How can I cleanly handle error checking in Perl?

I have a Perl routine that manages error checking. There are about 10 different checks and some are nested, based on prior success. These are typically not exceptional cases where I would need to croak/die. Also, once an error occurs, there's no point in running through the rest of the checks.
However, I can't seem to think of a neat way to solve this issue except by using something analogous to the following horrid hack:
sub lots_of_checks
{
if(failcond)
{
goto failstate:
}
elsif(failcond2)
{
goto failstate;
}
#This continues on and on until...
return 1; #O happy day!
failstate:
return 0; #Dead...
}
What I would prefer to be able to do would be something like so:
do
{
if(failcond)
{
last;
}
#...
};
An empty return statement is a better way of returning false from a Perl sub than returning 0. The latter value will actually be true in list context:
sub lots_of_checks {
return if fail_condition_1;
return if fail_condition_2;
# ...
return 1;
}
Perhaps you want to have a look at the following articles about exception handling in perl5:
perl.com: Object Oriented Exception Handling in Perl
perlfoundation.com: Exception Handling in Perl
You absolutely can do what you prefer.
Check: {
last Check
if failcond1;
last Check
if failcond2;
success();
}
Why would you not use exceptions? Any case where the normal flow of the code should not be followed is an exception. Using "return" or "goto" is really the same thing, just more "not what you want".
(What you really want are continuations, which "return", "goto", "last", and "throw" are all special cases of. While Perl does not have full continuations, we do have escape continuations; see http://metacpan.org/pod/Continuation::Escape)
In your code example, you write:
do
{
if(failcond)
{
last;
}
#...
};
This is probably the same as:
eval {
if(failcond){
die 'failcond';
}
}
If you want to be tricky and ignore other exceptions:
my $magic = [];
eval {
if(failcond){
die $magic;
}
}
if ($# != $magic) {
die; # rethrow
}
Or, you can use the Continuation::Escape module mentioned above. But
there is no reason to ignore exceptions; it is perfectly acceptable
to use them this way.
Given your example, I'd write it this way:
sub lots_of_checks {
local $_ = shift; # You can use 'my' here in 5.10+
return if /condition1/;
return if /condition2/;
# etc.
return 1;
}
Note the bare return instead of return 0. This is usually better because it respects context; the value will be undef in scalar context and () (the empty list) in list context.

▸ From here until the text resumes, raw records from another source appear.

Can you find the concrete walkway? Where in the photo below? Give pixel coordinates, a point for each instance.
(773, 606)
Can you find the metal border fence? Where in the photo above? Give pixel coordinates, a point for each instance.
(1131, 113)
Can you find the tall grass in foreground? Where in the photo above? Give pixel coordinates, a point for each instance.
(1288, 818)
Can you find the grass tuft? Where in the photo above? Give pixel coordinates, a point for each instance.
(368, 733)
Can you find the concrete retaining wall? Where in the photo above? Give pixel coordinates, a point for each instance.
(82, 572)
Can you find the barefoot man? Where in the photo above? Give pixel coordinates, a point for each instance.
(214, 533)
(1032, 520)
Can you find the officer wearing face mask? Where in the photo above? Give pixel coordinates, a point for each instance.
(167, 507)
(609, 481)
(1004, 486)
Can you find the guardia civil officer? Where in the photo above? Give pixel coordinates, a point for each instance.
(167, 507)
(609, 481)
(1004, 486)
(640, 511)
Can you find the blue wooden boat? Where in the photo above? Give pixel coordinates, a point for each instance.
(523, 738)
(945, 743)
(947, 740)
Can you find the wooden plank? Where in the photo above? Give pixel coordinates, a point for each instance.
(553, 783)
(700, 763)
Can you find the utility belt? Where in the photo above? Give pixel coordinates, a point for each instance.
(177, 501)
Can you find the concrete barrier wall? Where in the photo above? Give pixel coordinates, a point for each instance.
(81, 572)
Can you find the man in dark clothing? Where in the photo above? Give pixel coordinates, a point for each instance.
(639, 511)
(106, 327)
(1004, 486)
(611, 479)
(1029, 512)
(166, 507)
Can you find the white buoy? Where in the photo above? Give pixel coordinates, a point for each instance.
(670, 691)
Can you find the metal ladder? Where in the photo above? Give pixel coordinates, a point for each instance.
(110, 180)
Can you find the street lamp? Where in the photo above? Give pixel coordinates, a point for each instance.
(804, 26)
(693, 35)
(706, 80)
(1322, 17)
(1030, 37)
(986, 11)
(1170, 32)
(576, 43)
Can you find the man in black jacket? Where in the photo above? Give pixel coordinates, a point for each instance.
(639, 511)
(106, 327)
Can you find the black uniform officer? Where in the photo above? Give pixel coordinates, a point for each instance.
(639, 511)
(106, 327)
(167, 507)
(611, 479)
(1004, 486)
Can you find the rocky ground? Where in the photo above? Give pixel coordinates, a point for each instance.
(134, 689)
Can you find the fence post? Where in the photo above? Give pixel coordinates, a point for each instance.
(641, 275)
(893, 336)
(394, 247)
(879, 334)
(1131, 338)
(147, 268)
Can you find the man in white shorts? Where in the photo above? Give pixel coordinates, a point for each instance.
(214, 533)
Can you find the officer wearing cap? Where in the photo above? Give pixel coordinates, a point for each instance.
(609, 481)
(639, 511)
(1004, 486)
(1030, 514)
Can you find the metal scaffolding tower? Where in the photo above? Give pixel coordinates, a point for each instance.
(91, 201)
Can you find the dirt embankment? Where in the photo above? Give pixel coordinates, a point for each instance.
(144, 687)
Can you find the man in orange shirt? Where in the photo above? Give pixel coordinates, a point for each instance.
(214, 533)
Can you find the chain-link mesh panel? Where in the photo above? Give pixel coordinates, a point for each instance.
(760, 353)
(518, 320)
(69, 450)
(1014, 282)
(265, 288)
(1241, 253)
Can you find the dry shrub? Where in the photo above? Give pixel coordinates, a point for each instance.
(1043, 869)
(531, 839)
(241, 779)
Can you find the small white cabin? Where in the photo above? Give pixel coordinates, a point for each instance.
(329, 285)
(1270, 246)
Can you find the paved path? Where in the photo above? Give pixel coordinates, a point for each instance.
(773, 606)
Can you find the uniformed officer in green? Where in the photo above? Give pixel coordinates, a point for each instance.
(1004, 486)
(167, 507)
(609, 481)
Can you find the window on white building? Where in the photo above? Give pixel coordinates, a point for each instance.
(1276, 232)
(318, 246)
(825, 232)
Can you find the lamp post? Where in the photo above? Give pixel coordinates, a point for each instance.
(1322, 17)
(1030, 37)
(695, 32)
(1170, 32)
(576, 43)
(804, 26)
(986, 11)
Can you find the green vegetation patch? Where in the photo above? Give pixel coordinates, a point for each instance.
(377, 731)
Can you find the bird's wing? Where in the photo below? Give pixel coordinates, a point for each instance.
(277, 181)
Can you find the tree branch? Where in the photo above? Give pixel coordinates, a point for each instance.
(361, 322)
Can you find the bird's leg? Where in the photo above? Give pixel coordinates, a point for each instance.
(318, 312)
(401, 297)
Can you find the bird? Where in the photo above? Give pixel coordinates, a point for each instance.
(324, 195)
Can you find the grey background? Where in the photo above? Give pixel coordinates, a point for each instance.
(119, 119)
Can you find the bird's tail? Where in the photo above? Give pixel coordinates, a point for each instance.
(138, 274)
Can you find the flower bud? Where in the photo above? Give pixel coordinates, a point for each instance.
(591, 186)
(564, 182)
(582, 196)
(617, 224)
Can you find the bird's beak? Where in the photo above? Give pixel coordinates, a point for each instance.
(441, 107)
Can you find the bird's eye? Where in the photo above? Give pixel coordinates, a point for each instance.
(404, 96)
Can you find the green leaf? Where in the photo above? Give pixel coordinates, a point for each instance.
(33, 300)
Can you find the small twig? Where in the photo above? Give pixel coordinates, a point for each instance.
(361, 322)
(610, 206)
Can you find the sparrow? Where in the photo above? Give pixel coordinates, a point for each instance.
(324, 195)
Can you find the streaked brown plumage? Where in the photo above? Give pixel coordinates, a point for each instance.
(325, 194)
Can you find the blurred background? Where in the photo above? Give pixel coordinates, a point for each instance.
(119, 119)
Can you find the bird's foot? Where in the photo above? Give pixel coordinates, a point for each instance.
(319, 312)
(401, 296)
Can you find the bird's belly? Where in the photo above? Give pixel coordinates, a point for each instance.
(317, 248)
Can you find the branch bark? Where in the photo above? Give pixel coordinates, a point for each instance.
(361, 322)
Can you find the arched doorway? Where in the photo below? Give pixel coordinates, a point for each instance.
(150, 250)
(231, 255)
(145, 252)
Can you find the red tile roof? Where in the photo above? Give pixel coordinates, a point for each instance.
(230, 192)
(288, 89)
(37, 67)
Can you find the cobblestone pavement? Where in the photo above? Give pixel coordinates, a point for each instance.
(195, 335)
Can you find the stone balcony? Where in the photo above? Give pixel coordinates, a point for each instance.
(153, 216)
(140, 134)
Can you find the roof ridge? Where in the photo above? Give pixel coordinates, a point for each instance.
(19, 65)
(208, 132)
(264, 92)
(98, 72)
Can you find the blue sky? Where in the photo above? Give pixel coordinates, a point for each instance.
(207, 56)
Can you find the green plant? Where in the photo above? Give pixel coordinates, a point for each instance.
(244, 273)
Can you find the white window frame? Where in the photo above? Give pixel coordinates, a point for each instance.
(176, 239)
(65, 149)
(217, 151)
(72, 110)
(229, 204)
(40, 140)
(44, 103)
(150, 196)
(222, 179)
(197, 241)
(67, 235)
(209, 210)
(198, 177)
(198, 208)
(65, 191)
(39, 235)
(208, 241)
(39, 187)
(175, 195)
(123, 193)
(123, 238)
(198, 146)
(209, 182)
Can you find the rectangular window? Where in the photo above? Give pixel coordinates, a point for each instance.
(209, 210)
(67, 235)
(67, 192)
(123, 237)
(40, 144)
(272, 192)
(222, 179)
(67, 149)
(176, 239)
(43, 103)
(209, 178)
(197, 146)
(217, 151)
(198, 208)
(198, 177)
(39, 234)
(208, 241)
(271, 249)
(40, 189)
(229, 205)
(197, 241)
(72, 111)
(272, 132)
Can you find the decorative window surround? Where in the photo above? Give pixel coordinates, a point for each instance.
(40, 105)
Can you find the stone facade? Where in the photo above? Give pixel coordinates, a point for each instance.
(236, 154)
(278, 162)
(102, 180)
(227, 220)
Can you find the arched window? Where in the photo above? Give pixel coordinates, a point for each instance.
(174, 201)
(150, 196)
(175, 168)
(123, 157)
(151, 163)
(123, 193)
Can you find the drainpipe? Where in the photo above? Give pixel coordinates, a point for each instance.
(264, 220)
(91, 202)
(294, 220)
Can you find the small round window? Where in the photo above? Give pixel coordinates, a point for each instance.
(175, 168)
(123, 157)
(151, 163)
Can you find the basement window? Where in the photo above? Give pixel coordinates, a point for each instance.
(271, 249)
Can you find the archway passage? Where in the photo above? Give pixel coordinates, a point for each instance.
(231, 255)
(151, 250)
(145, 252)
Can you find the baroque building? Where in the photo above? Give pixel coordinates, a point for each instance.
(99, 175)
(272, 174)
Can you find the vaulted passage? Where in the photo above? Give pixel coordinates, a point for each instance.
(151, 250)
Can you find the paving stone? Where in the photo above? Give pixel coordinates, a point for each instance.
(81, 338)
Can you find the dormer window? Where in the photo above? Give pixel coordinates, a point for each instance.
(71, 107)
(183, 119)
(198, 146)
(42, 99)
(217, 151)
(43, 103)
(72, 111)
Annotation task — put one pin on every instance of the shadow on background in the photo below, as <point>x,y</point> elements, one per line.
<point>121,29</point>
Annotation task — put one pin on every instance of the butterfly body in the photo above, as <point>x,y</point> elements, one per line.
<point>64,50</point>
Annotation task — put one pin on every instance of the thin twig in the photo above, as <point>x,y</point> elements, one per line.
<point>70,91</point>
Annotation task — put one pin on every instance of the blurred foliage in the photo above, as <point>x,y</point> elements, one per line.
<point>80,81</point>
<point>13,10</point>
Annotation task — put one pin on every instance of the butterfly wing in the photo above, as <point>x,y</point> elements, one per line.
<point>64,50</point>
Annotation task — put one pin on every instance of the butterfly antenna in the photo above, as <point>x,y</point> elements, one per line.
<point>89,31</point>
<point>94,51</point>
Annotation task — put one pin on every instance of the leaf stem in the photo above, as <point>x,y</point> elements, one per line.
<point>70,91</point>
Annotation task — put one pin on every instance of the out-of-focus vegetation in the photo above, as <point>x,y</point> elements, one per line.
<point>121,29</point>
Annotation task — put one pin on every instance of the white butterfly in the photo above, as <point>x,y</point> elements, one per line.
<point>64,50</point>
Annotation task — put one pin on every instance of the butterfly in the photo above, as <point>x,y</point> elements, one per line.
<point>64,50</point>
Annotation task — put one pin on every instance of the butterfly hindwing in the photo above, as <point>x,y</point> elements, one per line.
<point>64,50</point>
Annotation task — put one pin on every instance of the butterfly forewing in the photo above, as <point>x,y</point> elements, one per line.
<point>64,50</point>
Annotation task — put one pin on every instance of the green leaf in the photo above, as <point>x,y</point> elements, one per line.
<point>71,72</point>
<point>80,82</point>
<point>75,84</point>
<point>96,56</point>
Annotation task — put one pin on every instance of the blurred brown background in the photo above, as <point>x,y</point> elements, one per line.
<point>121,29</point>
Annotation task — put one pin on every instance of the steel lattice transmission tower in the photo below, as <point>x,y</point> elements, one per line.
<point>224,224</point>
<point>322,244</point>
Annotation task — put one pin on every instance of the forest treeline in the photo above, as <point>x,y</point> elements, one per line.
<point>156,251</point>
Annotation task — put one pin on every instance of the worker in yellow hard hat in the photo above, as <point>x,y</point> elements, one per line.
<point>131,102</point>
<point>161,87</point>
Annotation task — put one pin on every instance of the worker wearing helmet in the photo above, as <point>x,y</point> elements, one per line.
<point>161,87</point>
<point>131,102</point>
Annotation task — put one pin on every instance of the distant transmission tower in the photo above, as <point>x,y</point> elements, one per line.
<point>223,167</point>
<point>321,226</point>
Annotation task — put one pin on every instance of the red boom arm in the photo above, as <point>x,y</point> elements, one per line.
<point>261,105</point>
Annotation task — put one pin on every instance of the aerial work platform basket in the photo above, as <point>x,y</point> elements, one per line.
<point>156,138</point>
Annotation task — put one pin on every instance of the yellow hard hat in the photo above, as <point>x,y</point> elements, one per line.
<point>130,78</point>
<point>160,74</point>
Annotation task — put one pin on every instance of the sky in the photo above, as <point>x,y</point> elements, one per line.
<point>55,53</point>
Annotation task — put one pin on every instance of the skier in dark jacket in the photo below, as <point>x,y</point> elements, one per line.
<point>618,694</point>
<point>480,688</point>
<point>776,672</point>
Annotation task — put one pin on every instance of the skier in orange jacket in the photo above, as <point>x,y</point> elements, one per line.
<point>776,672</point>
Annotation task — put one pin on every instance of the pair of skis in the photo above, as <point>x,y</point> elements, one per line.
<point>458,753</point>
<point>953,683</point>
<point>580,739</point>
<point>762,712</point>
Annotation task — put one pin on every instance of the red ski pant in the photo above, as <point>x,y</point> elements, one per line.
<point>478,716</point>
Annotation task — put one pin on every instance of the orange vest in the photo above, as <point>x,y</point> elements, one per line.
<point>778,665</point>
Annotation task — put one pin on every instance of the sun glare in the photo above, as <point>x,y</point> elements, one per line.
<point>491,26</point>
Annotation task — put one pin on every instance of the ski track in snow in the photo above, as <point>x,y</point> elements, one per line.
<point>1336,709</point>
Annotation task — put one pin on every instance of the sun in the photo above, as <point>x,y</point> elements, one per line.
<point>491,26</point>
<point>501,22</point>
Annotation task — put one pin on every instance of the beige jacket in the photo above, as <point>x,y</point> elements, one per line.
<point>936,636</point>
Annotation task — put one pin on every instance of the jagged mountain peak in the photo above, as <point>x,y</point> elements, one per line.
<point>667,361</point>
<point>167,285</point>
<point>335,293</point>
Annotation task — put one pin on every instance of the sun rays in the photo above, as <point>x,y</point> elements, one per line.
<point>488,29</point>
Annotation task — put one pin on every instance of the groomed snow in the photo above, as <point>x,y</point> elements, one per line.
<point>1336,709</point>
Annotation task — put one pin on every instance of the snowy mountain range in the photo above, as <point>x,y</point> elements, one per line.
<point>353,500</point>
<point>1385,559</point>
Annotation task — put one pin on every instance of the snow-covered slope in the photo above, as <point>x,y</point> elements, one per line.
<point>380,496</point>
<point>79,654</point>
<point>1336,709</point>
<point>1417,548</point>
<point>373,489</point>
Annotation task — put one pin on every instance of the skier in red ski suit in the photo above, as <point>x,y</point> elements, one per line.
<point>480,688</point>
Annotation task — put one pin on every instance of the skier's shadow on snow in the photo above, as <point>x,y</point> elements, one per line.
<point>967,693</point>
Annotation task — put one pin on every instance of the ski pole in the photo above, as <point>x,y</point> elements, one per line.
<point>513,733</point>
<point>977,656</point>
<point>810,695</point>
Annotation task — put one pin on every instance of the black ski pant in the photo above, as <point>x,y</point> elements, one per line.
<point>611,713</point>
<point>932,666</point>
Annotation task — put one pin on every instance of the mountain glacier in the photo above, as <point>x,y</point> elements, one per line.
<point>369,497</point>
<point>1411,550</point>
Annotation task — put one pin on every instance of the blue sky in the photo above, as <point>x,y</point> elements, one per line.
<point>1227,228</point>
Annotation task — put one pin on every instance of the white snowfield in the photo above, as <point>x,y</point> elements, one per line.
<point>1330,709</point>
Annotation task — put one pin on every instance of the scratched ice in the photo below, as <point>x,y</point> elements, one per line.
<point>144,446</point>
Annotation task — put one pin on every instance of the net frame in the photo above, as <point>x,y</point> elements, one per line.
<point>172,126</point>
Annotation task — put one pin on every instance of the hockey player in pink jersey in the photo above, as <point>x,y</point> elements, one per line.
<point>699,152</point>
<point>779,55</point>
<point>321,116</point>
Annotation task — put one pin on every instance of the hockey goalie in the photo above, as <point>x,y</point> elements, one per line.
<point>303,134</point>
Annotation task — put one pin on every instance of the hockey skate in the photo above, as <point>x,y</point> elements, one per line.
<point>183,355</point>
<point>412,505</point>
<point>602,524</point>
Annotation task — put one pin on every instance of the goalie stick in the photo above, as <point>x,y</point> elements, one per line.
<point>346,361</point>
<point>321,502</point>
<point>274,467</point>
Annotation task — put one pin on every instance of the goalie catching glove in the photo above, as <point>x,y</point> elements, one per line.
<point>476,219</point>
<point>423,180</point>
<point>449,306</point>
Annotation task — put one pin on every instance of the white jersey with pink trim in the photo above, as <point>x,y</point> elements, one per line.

If you want to hold to a single-exit point (which is slightly un-Perlish), you can do it without resorting to goto. As the documentation for last states:
... a block by itself is semantically identical to a loop that executes once.
Thus "last" can be used to effect an early exit out of such a block.
sub lots_of_checks {
local $_ = shift;
my $all_clear;
{
last if /condition1/;
last if /condition2/;
# ...
$all_clear = 1; # only set if all checks pass
}
return unless $all_clear;
return 1;
}
If you want to keep your single in/single out structure, you can modify the other suggestions slightly to get:
sub lots_of_checks
{
goto failstate if failcond1;
goto failstate if failcond2;
# This continues on and on until...
return 1; # O happy day!
failstate:
# Any clean up code here.
return; # Dead...
}
IMO, Perl's use of the statement modifier form "return if EXPR" makes guard clauses more readable than they are in C. When you first see the line, you know that you have a guard clause. This feature is often denigrated, but in this case I am quite fond of it.
Using the goto with the statement modifier retains the clarity, and reduces clutter, while it preserves your single exit code style. I've used this form when I had complex clean up to do after failing validation for a routine.